Welcome to Facilitated, where we bring you real stories, strategies, and science from the world of functional medicine. I'm Dr. Mitchell Rasmussen, a functional medicine practitioner.

SPEAKER_03

And I'm Kate Darty, a certified nutritionist. We are the owners of the facility, a functional medicine clinic here in Denver, Colorado.

SPEAKER_00

We help people improve their biology and get out of their own way. In my view, our work is about getting to know the person with the condition much more than it's about understanding which condition the person has. As I always say, diagnose the biology, not the disease.
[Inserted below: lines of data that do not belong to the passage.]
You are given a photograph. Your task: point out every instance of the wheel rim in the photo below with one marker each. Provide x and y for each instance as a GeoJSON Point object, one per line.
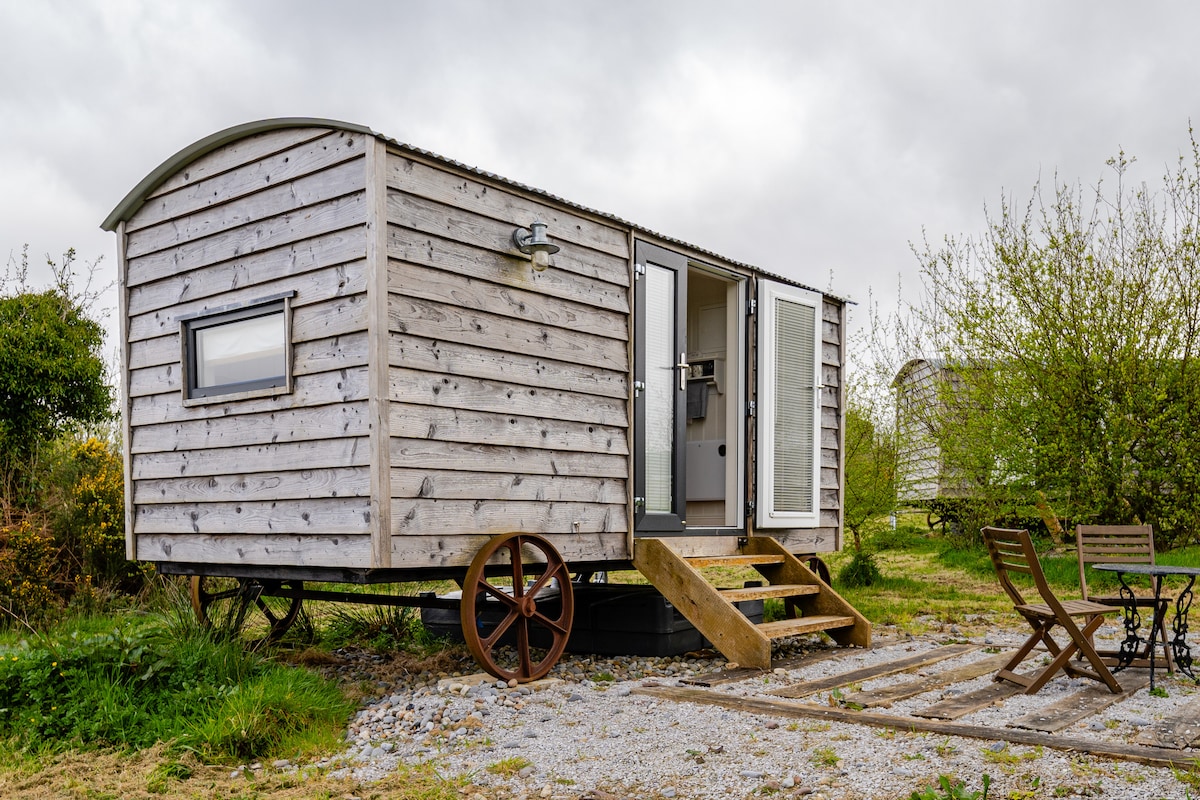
{"type": "Point", "coordinates": [511, 632]}
{"type": "Point", "coordinates": [245, 607]}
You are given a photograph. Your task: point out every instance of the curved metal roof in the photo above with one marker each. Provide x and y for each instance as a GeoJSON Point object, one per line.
{"type": "Point", "coordinates": [138, 194]}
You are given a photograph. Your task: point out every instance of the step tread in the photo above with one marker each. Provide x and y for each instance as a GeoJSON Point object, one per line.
{"type": "Point", "coordinates": [773, 590]}
{"type": "Point", "coordinates": [733, 560]}
{"type": "Point", "coordinates": [783, 627]}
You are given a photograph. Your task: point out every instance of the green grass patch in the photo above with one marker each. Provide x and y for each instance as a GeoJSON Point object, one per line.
{"type": "Point", "coordinates": [153, 679]}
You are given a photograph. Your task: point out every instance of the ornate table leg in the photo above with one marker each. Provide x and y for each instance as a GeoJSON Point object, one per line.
{"type": "Point", "coordinates": [1180, 648]}
{"type": "Point", "coordinates": [1132, 619]}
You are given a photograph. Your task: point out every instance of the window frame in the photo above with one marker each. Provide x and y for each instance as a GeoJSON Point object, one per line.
{"type": "Point", "coordinates": [265, 386]}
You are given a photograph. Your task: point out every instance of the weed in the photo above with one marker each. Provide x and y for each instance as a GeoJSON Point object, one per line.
{"type": "Point", "coordinates": [1007, 757]}
{"type": "Point", "coordinates": [946, 749]}
{"type": "Point", "coordinates": [952, 789]}
{"type": "Point", "coordinates": [509, 767]}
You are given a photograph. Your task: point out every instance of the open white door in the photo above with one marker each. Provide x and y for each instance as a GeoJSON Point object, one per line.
{"type": "Point", "coordinates": [789, 453]}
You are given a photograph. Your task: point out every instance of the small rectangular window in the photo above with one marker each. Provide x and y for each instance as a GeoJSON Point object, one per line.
{"type": "Point", "coordinates": [244, 350]}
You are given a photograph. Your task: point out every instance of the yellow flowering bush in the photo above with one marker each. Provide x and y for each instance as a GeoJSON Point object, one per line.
{"type": "Point", "coordinates": [28, 571]}
{"type": "Point", "coordinates": [97, 512]}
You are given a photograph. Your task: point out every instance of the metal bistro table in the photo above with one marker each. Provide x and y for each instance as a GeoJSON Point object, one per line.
{"type": "Point", "coordinates": [1180, 650]}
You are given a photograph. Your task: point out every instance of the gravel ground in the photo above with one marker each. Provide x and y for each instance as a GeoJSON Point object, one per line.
{"type": "Point", "coordinates": [586, 733]}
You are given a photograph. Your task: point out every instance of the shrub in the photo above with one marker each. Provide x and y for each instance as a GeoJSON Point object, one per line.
{"type": "Point", "coordinates": [89, 523]}
{"type": "Point", "coordinates": [28, 571]}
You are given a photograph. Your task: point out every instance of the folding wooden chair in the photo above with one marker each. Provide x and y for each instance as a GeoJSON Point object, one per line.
{"type": "Point", "coordinates": [1123, 545]}
{"type": "Point", "coordinates": [1012, 551]}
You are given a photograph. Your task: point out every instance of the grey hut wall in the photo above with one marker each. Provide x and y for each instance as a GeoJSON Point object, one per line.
{"type": "Point", "coordinates": [509, 389]}
{"type": "Point", "coordinates": [268, 481]}
{"type": "Point", "coordinates": [443, 390]}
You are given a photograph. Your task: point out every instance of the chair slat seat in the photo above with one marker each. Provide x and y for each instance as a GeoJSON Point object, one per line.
{"type": "Point", "coordinates": [1073, 608]}
{"type": "Point", "coordinates": [1123, 545]}
{"type": "Point", "coordinates": [1012, 551]}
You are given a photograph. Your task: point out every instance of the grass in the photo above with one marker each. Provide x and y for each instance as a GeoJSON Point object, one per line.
{"type": "Point", "coordinates": [144, 704]}
{"type": "Point", "coordinates": [151, 678]}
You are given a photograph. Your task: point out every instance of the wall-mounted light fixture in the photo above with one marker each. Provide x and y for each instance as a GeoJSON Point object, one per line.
{"type": "Point", "coordinates": [535, 244]}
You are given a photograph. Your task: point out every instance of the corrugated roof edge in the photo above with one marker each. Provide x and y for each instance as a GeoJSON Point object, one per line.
{"type": "Point", "coordinates": [135, 199]}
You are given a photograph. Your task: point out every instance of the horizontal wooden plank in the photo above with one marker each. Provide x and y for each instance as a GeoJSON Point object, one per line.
{"type": "Point", "coordinates": [441, 322]}
{"type": "Point", "coordinates": [784, 627]}
{"type": "Point", "coordinates": [702, 561]}
{"type": "Point", "coordinates": [238, 152]}
{"type": "Point", "coordinates": [455, 359]}
{"type": "Point", "coordinates": [457, 549]}
{"type": "Point", "coordinates": [281, 230]}
{"type": "Point", "coordinates": [275, 169]}
{"type": "Point", "coordinates": [473, 394]}
{"type": "Point", "coordinates": [435, 218]}
{"type": "Point", "coordinates": [337, 250]}
{"type": "Point", "coordinates": [465, 425]}
{"type": "Point", "coordinates": [420, 516]}
{"type": "Point", "coordinates": [1079, 705]}
{"type": "Point", "coordinates": [427, 250]}
{"type": "Point", "coordinates": [459, 485]}
{"type": "Point", "coordinates": [246, 549]}
{"type": "Point", "coordinates": [424, 455]}
{"type": "Point", "coordinates": [292, 197]}
{"type": "Point", "coordinates": [807, 540]}
{"type": "Point", "coordinates": [324, 516]}
{"type": "Point", "coordinates": [310, 287]}
{"type": "Point", "coordinates": [773, 590]}
{"type": "Point", "coordinates": [475, 295]}
{"type": "Point", "coordinates": [265, 427]}
{"type": "Point", "coordinates": [323, 320]}
{"type": "Point", "coordinates": [886, 696]}
{"type": "Point", "coordinates": [1153, 756]}
{"type": "Point", "coordinates": [342, 386]}
{"type": "Point", "coordinates": [873, 672]}
{"type": "Point", "coordinates": [472, 193]}
{"type": "Point", "coordinates": [255, 458]}
{"type": "Point", "coordinates": [297, 485]}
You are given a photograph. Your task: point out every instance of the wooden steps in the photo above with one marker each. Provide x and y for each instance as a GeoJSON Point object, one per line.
{"type": "Point", "coordinates": [813, 605]}
{"type": "Point", "coordinates": [762, 593]}
{"type": "Point", "coordinates": [781, 627]}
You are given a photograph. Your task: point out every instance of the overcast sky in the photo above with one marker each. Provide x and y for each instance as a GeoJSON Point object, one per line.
{"type": "Point", "coordinates": [814, 139]}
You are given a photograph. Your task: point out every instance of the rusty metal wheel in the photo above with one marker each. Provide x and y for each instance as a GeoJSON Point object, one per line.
{"type": "Point", "coordinates": [821, 569]}
{"type": "Point", "coordinates": [247, 607]}
{"type": "Point", "coordinates": [517, 631]}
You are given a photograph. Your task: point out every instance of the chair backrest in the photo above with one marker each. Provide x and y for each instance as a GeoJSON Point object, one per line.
{"type": "Point", "coordinates": [1012, 551]}
{"type": "Point", "coordinates": [1113, 545]}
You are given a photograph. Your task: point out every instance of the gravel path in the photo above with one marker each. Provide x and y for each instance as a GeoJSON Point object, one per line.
{"type": "Point", "coordinates": [587, 734]}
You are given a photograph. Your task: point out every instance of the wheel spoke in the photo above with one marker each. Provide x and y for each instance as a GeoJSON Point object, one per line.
{"type": "Point", "coordinates": [533, 659]}
{"type": "Point", "coordinates": [504, 625]}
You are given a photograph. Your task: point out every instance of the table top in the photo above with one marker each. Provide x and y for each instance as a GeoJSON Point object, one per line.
{"type": "Point", "coordinates": [1156, 570]}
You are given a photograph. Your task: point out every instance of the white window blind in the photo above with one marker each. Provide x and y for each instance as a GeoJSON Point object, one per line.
{"type": "Point", "coordinates": [789, 390]}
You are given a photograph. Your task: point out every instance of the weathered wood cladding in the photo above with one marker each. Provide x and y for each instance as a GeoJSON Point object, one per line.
{"type": "Point", "coordinates": [442, 390]}
{"type": "Point", "coordinates": [509, 389]}
{"type": "Point", "coordinates": [271, 480]}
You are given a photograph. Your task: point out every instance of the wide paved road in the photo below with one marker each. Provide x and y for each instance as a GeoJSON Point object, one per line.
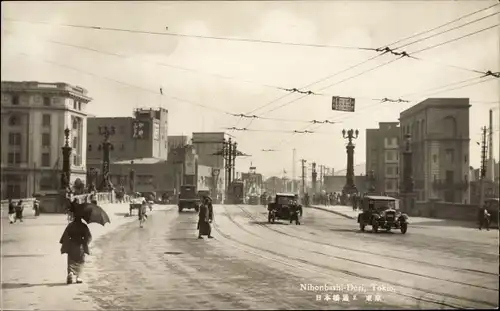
{"type": "Point", "coordinates": [253, 264]}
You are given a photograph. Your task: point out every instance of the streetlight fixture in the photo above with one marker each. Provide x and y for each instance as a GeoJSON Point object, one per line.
{"type": "Point", "coordinates": [350, 135]}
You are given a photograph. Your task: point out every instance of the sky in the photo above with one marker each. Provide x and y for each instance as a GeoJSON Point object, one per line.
{"type": "Point", "coordinates": [204, 81]}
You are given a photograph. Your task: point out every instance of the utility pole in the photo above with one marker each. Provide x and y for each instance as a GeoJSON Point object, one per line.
{"type": "Point", "coordinates": [314, 178]}
{"type": "Point", "coordinates": [303, 176]}
{"type": "Point", "coordinates": [484, 150]}
{"type": "Point", "coordinates": [293, 171]}
{"type": "Point", "coordinates": [321, 167]}
{"type": "Point", "coordinates": [349, 186]}
{"type": "Point", "coordinates": [491, 162]}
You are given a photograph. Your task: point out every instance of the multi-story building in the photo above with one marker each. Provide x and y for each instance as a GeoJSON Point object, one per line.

Disclaimer And Light Banter

SPEAKER_03

On this podcast, we break down complex health topics, share real patient cases, anonymized, of course, and explore cutting-edge wellness strategies so you can make informed decisions about your health. Quick heads up before we dive in. We're here to share insights, not to diagnose or treat. So if you're dealing with a health issue, chat with a qualified healthcare provider before making any changes. All right. I can't hear us.

SPEAKER_00

Put the headphones on because you know I'm not going to. Can you hear me? Yeah. Have you seen the Instagram of Stevie Got Me Rollin'? No. I think that's what it's called. This dude gets these people that have no money to sign up for like 12-year car loans. I'm sure it's just a repo guy. I'm sure, but it's so funny. Stevie got me rolling their. I understand the rolling thing. Yeah, and I see his his Instagram stuff pops up and it's just like, got this 2021 charger with$350 down. And the comments are like, yeah, an 87% interest on a 30-year car loan. And or like the repo man's taking their address, and that's when I th said rolling. That's what I pictured. Stevie got me rolling.

SPEAKER_01

Alright.

SPEAKER_00

So you don't know that reference. No. Let me explain it again. I'm just kidding. Well, what are we doing today?

Framing The Talk For Students

SPEAKER_03

Okay, I am feeling inspired, so I made you come back in the studio. And yeah. And uh I am speaking to a class from my undergraduate university tomorrow of I think they're mostly juniors and seniors in undergrad uh neuroscience majors. And it really has me thinking about us at that age group and some things that I wish more people knew. I think we have some insight to share on that. And also just dreams around that. Um so this episode is for the youths.

SPEAKER_00

For the what?

SPEAKER_03

The youths.

SPEAKER_00

Yeah, I thought you said the youths. The youths. That's a hard word. The youth. I think you just say it like that.

SPEAKER_03

Oh, I like the youths.

Alternatives To The Med School Track

SPEAKER_00

Okay, well. So that's the your cue to take an English class. If you think that's proper. Yeah, what are you uh what are you excited to tell them? Well, what stood out to me open your horizons like that's what I when you were taking me through all the individuals, like you can't all go to MD PhD programs.

SPEAKER_03

No.

SPEAKER_00

And you shouldn't.

SPEAKER_03

No. I am so happy I did not go straight to medical school. I'm so happy.

SPEAKER_00

Or ever.

SPEAKER_03

Well, yes. But at the time that was where every person was going in my class. Of course, my neuroscience class was a total of nine students, but now there's 30. Um that's my biggest advice is take time. There's so much you can do to explore interest before it's just such a big decision, and it's such a locked-in path. And so some of the things that well, I know what we did. You can tell me what you did. But some of the things too that I was exploring that I was like, oh, that'd be kind of cool. There's so many cool careers. Uh whether that be, oh, some of these students were working in a mic some sort of microbiome lab research. And if that's where your interest is, work for a lab company that's doing stool testing. Whether that is as a rep, as a sales rep, you get a lot of experience that way. Whether it's as someone on the like clinical education team or in probably not the clinical education, someone on the uh like social media team or development of assays. Yeah.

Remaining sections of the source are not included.